Alfred Stephan hat unzählige Schüler aufs Leben vorbereitet. Foto: Ralf Poller/Avanti

Fünfmal hat Alfred Stephan seine Dienstzeit verlängert und den Ruhestand so hinausgezögert. Ende Juli geht er nun endgültig in Pension.

Länger kann man hierzulande nicht Lehrer sein. Am vergangenen Mittwoch hat Alfred Stephan, Rektor der Grundschule in Kirchberg, sein 50-jähriges Dienstjubiläum im Kreis der Kolleginnen und Kollegen gefeiert – mit etwas Verspätung, denn eigentlich war der große Tag schon im Februar. „Auch beim Schulamt haben sie gesagt, so etwas hätten sie bislang nicht gehabt“, sagt der 69-jährige Pädagoge zu seinem außergewöhnlich langen Berufsleben.
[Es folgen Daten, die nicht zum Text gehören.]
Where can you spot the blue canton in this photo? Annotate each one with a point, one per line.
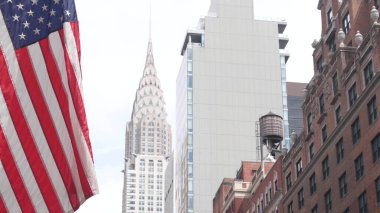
(29, 21)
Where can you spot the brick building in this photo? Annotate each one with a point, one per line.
(253, 189)
(334, 164)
Deshalb ist die Urkunde, die er aus diesem Anlass von Roland Jeck vom Schulamt überreicht bekam, auch von Ministerpräsident Winfried Kretschmann persönlich unterzeichnet.
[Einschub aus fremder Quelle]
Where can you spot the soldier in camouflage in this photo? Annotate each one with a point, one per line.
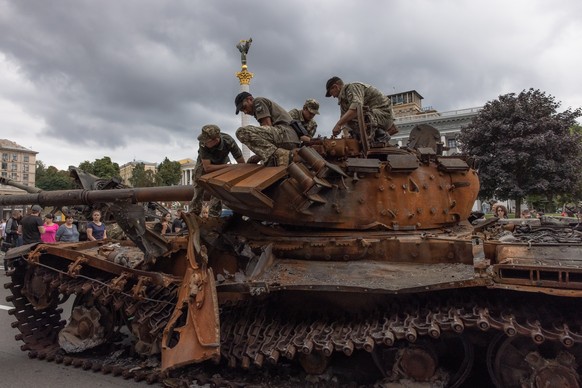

Wer nun nachrechnet und sich fragt, ob Stephan bereits mit 19 Jahren mit dem Studium fertig war: Nein, aber seine Bundeswehrzeit und das nachfolgende Lehramtsstudium mit Schwerpunkt Sport und Mathematik an Hauptschulen zählen mit. Und im Alter von 19 Jahren wusste er auch längst, dass er Lehrer werden wollte. „Das war mir schon als Kind klar“, betont er.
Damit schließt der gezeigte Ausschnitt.